Clinical remission is achieved by 42 to 67% of patients with active Crohn’s disease of the ileum, ileocaecal region and/or ascending colon following treatment with oral controlled ileal release budesonide 9 mg/day for 8 weeks. This drug regimen also significantly reduces Crohn’s disease activity index scores compared with baseline and placebo. Results of a quality-of-life questionnaire reflected these clinical improvements. Oral budesonide has a rapid effect in comparison with placebo, but results of comparisons with prednisolone were equivocal. However, oral budesonide generally has efficacy similar to that of prednisolone. Prior treatment with steroidal agents does not have a detrimental effect on response to oral budesonide. Budesonide dosages were generally tapered after 8 weeks of oral therapy and responses were maintained after dosage reductions. Maintenance treatment with budesonide 3 to 6 mg/day increases the duration of remission in patients with Crohn’s disease, but does not appear to significantly reduce the proportion of patients experiencing relapse after 1 year of treatment.

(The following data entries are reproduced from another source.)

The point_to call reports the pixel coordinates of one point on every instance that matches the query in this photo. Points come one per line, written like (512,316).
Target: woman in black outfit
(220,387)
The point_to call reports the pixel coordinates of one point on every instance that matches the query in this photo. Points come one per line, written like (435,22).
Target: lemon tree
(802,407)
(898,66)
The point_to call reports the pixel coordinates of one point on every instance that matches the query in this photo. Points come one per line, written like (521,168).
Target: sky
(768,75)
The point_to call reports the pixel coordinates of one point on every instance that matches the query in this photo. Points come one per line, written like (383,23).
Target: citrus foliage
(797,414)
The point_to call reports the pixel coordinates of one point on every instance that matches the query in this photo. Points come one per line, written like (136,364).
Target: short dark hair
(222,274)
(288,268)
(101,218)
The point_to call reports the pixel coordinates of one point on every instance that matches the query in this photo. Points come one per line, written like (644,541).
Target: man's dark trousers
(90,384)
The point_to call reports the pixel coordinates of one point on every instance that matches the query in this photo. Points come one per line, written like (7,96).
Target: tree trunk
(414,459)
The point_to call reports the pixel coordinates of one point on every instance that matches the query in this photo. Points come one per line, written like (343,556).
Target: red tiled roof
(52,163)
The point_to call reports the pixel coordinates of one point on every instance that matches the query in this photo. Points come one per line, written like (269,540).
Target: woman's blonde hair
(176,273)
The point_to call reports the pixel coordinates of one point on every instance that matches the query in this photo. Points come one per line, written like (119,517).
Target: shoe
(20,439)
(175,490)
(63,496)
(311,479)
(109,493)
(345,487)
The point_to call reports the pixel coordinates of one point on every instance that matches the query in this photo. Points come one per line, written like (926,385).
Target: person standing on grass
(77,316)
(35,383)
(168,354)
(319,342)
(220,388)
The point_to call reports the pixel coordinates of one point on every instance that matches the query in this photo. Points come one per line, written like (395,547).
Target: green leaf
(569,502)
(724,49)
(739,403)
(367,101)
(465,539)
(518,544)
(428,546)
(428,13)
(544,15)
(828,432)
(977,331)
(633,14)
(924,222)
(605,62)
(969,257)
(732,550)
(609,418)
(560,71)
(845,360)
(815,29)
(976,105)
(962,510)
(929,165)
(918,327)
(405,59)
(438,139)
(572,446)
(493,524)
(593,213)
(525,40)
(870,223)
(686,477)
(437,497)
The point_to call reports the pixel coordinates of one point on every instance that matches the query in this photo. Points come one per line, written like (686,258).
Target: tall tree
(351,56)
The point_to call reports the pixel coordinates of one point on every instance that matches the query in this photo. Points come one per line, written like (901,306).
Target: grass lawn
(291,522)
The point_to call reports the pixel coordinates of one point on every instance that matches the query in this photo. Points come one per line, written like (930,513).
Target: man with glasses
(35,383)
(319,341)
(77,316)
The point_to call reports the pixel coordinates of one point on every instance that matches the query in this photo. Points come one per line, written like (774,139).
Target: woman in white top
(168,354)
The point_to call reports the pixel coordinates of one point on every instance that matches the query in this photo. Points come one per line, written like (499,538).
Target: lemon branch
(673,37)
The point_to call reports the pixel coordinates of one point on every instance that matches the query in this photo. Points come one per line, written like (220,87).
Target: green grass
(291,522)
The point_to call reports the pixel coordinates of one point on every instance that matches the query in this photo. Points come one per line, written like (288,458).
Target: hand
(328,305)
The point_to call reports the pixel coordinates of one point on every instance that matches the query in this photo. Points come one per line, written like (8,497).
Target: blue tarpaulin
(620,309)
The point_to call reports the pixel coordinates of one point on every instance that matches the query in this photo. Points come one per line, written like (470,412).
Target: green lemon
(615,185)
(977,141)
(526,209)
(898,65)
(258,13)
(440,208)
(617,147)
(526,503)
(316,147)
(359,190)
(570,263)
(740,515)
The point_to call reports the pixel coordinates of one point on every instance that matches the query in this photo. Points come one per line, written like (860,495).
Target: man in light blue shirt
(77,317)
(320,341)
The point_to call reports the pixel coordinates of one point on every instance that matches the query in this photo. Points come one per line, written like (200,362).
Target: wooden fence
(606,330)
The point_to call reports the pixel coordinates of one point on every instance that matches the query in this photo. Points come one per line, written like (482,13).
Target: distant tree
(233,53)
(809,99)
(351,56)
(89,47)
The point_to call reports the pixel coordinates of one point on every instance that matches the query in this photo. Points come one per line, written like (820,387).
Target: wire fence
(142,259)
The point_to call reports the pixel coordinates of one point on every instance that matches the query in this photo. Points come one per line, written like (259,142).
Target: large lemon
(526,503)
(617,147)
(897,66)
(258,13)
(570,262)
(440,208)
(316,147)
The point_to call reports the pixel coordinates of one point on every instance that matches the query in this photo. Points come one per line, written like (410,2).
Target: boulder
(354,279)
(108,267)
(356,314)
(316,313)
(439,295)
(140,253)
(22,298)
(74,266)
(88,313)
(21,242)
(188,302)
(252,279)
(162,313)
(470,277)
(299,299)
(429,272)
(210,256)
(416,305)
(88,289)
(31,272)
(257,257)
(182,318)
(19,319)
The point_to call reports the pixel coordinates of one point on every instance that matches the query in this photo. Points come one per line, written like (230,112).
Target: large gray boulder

Budesonide enema is generally well tolerated: the most frequently experienced events (reported in ≤5% of patients) are gastrointestinal and include increased bowel frequency and colorectal bleeding. Haematuria, thromboembolism, acne and villous adenoma have been reported in 1 patient each. Laboratory abnormalities do not usually develop and no signs of significant adrenal suppression have been detected during treatment with budesonide enema.
In a large trial (n = 258) comparing oral controlled ileal release budesonide 3, 9 or 15 mg/day and placebo, similar proportion of patients in the active treatment and placebo groups experienced an adverse event or discontinued treatment because of these events. 41% of adverse events were gastrointestinal in nature, with dyspepsia and nausea being most commonly reported. Glucocorticoid-associated effects developed in a similar proportion of patients in each group (15 to 38%), but cushingoid facial features were more common with budesonide (7%) than with placebo (2%). Glucocorticoid-associated adverse effects, particularly cushingoid facial features, appear to occur more commonly during prednisolone therapy than during treatment with oral budesonide. Oral budesonide therapy does not appear to affect liver function tests, or to produce haematological and biochemical abnormalities when compared with placebo. In general, 6 to 12 months’ maintenance therapy with oral budesonide was not associated with significant adverse events. However, longer term trials are necessary to fully define the tolerability profile of budesonide.
Dosage and Administration
Budesonide enema 2 mg/100ml should be inserted rectally once daily at bedtime for the treatment of acute distal ulcerative colitis or proctitis. In most studies treatment was continued for 4 weeks. Clinical studies indicate that oral budesonide should be administered at a daily dose of 9mg for about 8 weeks for the treatment of active Crohn’s disease of the ileum, ileocaecal region and/or ascending colon.